Qualche giorno fa hanno inaugurato il paradiso delle startup. Si trova a Parigi, nella tredicesima circoscrizione, un ex quartiere operaio a sud della rive gauche, la riva sinistra della Senna. In un deposito ferroviario abbandonato da anni, come ce ne sono moltissimi anche in Italia, è stato creato il più grande acceleratore di startup del mondo. Un acceleratore è un luogo dove una impresa appena nata viene fatta crescere in fretta per provare a conquistare i mercati. Questo di Parigi si chiama Station F, ospiterà mille startup, ad occhio vuol dire tremila ragazzi entusiasti, appassionati, di talento, pronti a realizzare il proprio sogno. Qui non saranno soli: troveranno gli uffici di Facebook, Microsoft, Amazon e gli investitori, i cosiddetti venture capital, quelli che dovranno mettere la benzina nel motore al momento di accelerare.
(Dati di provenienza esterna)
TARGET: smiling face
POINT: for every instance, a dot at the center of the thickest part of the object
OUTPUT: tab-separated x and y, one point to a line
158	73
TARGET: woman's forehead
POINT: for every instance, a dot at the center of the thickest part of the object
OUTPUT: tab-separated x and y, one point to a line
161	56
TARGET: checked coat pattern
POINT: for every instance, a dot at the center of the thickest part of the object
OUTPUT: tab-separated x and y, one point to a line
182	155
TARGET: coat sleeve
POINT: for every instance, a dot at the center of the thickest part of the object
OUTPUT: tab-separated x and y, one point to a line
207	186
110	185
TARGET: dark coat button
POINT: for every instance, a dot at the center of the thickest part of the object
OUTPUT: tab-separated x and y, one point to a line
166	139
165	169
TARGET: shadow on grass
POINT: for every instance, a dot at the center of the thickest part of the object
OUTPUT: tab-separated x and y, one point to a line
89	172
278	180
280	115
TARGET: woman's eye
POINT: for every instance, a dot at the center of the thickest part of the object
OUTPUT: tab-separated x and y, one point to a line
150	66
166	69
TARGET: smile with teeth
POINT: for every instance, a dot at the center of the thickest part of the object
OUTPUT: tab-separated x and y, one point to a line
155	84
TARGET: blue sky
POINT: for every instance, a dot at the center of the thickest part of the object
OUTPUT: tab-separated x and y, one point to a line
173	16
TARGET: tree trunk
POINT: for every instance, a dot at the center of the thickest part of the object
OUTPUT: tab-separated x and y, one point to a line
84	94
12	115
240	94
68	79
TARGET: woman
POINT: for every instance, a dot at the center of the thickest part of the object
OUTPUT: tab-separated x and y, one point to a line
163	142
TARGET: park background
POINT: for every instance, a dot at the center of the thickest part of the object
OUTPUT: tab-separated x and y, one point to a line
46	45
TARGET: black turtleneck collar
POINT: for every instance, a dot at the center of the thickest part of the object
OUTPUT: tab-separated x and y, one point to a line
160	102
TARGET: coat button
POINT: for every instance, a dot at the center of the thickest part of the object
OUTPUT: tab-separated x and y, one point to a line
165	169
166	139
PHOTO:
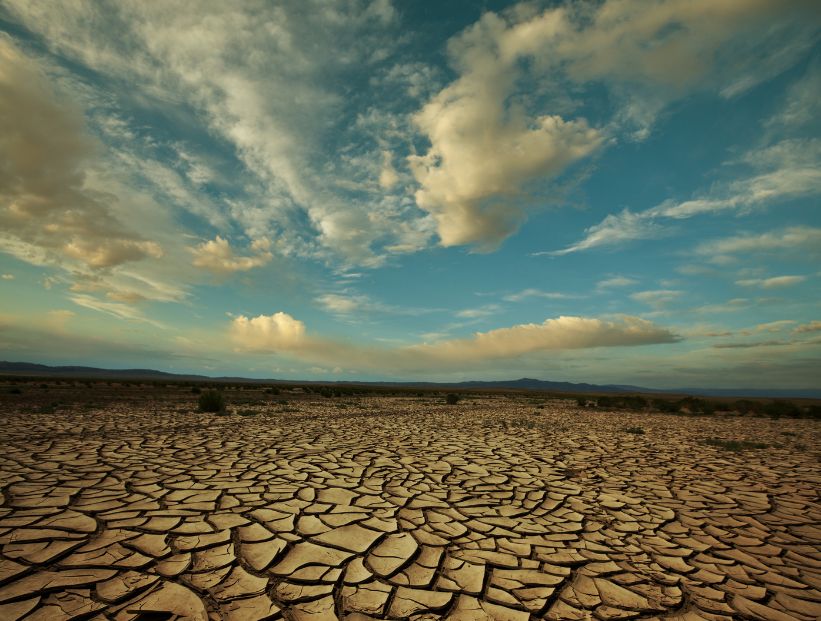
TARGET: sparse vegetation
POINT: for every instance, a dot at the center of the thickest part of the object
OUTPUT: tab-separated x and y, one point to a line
211	401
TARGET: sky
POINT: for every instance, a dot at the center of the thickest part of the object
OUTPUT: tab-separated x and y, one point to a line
623	191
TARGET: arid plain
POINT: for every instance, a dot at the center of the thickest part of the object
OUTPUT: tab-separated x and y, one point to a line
126	503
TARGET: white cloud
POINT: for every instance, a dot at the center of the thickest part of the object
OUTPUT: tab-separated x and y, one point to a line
388	177
343	304
478	313
658	298
616	281
614	229
256	86
217	256
786	170
774	282
271	333
525	294
562	333
116	309
281	333
812	326
799	238
775	326
50	209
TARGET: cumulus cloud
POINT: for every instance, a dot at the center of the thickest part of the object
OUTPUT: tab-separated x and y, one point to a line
217	256
616	281
388	177
487	143
49	211
483	148
268	333
812	326
281	333
774	282
657	298
562	333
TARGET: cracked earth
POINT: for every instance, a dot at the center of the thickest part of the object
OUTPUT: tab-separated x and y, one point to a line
404	508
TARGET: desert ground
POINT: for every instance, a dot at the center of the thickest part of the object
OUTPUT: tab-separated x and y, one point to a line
127	503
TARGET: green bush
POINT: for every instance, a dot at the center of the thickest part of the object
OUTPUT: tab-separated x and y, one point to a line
211	401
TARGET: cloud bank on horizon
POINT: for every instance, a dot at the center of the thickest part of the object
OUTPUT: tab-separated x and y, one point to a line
620	191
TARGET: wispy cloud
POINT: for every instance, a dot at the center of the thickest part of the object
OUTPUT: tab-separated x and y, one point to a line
774	282
616	281
116	309
812	326
789	169
530	293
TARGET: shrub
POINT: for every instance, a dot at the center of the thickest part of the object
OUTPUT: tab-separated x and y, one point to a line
211	401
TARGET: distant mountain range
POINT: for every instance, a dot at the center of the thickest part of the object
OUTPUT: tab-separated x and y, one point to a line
42	370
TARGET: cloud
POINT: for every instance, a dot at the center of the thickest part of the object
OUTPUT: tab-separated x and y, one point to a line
799	238
812	326
658	298
771	283
562	333
250	96
478	313
483	148
775	326
50	212
750	345
281	333
115	309
268	333
786	170
388	177
344	304
534	293
616	281
217	256
614	229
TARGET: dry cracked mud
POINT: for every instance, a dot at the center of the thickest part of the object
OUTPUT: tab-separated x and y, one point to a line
401	508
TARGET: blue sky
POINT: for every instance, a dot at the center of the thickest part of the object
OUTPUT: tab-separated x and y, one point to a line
623	191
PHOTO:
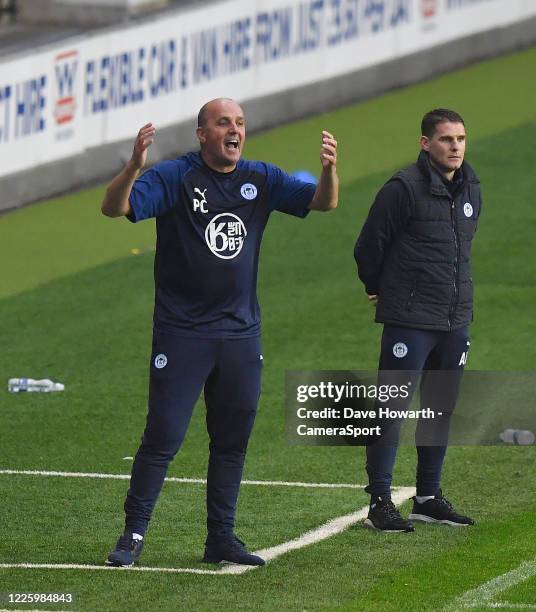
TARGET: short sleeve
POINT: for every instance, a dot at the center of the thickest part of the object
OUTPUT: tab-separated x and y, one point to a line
288	194
156	191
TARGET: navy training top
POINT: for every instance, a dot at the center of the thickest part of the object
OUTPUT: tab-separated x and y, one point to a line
209	228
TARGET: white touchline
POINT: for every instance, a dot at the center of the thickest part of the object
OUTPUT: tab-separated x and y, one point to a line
327	530
482	596
267	483
28	610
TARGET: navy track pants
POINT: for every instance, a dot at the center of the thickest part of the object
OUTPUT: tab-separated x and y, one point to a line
229	371
416	351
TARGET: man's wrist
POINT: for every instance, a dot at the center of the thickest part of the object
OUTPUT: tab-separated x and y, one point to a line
134	167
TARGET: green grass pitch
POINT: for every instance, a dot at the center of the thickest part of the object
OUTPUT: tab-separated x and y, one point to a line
76	305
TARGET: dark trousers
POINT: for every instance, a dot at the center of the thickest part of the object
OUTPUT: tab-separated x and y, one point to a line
440	357
229	371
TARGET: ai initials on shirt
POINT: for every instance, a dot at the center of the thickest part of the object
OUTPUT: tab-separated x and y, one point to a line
200	204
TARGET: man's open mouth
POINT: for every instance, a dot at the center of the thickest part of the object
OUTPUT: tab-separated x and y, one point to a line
232	143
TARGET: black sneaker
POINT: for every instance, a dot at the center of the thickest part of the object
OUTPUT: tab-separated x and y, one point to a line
384	516
438	510
126	551
229	550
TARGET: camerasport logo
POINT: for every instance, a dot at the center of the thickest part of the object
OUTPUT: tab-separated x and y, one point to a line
225	235
429	8
65	69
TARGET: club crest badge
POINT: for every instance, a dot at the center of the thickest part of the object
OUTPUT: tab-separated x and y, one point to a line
400	350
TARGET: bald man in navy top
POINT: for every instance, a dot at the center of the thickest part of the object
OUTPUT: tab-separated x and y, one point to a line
211	208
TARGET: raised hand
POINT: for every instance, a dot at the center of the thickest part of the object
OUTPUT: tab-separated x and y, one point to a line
328	152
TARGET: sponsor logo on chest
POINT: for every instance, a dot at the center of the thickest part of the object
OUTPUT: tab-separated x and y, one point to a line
226	232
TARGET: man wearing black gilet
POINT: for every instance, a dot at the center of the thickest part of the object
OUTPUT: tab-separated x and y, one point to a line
413	257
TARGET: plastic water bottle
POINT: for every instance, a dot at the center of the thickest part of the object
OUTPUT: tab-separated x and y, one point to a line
523	437
28	385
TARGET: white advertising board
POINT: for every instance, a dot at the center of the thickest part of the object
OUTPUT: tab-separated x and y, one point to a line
90	91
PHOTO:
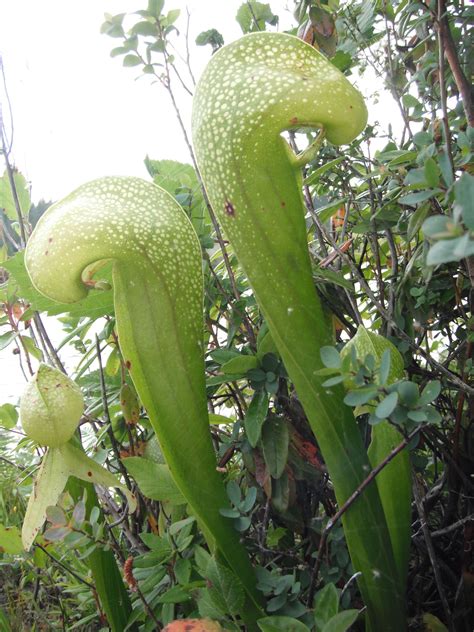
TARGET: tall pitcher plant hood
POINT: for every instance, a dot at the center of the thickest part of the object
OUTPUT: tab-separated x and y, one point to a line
158	298
251	91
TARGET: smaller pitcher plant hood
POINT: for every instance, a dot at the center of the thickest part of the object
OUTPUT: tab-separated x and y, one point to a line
158	299
51	407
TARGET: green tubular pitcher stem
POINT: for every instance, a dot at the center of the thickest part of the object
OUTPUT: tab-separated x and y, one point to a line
250	92
158	289
107	577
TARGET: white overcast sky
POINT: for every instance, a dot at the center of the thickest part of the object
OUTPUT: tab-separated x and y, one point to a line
78	114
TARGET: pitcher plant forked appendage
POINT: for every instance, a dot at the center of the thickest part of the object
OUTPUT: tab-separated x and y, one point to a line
251	91
158	298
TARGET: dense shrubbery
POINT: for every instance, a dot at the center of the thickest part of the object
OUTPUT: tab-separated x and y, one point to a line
388	222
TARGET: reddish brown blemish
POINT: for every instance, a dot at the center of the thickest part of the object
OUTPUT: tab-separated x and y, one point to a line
229	208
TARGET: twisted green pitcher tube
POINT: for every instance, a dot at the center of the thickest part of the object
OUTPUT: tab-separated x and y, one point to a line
251	91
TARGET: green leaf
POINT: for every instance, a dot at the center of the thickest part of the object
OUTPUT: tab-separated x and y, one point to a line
412	199
154	480
409	393
341	621
7	338
10	541
131	60
176	594
275	440
433	624
330	357
438	226
464	198
450	250
432	172
212	37
225	589
385	365
334	277
281	624
8	416
254	16
421	139
315	175
216	420
78	464
155	7
31	348
4	622
255	417
360	396
430	393
6	196
326	605
172	16
240	365
387	406
143	28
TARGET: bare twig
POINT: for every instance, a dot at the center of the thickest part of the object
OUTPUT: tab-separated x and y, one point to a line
349	502
432	555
L'innovazione come emergenza nazionale
Giovedì questo spazio, creato ad un imprenditore, Xavier Niel, 49 anni, che è diventato miliardario con la telefonia, è stato inaugurato dal presidente della Repubblica Macron, che ha invitato i giovani a fare della Francia “il paese leader di una nuova era”: quella dell’iper innovazione, quella in cui, entro i prossimi dieci anni, saranno inventate più cose che nei precedenti cento.
Con un tempismo crudele, il giorno dopo in Italia uscivano i dati sugli investimenti nelle startup italiane nei primi sei mesi dell’anno: 75 milioni di euro, meno dello scorso anno, un dato che pone l’Italia agli ultimi posti nella classifica europea (in Francia nello stesso periodo siamo oltre il miliardo e mezzo; solo in Station F Xavier Niel ha investito 250 milioni di euro). Salvo Mizzi, che gestisce il fondo per le startup di Invitalia, e quindi del ministero del Tesoro, ha detto che “l’innovazione in Italia ormai è una emergenza nazionale”. Non lo ha detto uno qualsiasi: lo ha detto il responsabile del fondo per le startup del ministero del Tesoro.
In Francia facevano Bla Bla Car, da noi solo 'bla bla'
Lo dico con una battuta: mentre i francesi facevano Bla Bla Car, la startup di car pooling che ha rivoluzionato la mobilità in Europa, noi facevamo soltanto “bla-bla”. Chiacchiere e distintivo. Tanti convegni, tante parole, tante conferenze stampa, tanti premi inutili, tanti annunci. Fatti, zero. No, zero non è esatto. E’ molto migliorata la legislazione, è vero, oggi si può fare una startup con un euro di capitale e senza pagare il notaio, ma poi ti fermi lì. Le eccezioni, le startup che ce la fanno, ci sono, ma sono pochissime e non scaleranno, non diventeranno grandi come meritano (e come servirebbe all’Italia).
Eppure l’Italia dopo la guerra è diventata una grande potenza mondiale perché abbiamo saputo inventare il futuro, attraverso prodotti che hanno fatto la storia (come la Fiat 500 di cui in questi giorni si celebrano i 60 anni). E’ questa l’innovazione. A questo serve l’innovazione: a cambiare un paese e a rendere tutti più ricchi. Sennò non serve. Ma adesso è come se partecipassimo ad una gara di Formula 1 con il triciclo dicendo a tutti che siamo forti e vinceremo perché “noi siamo l’Italia”. E’ ora di svegliarci.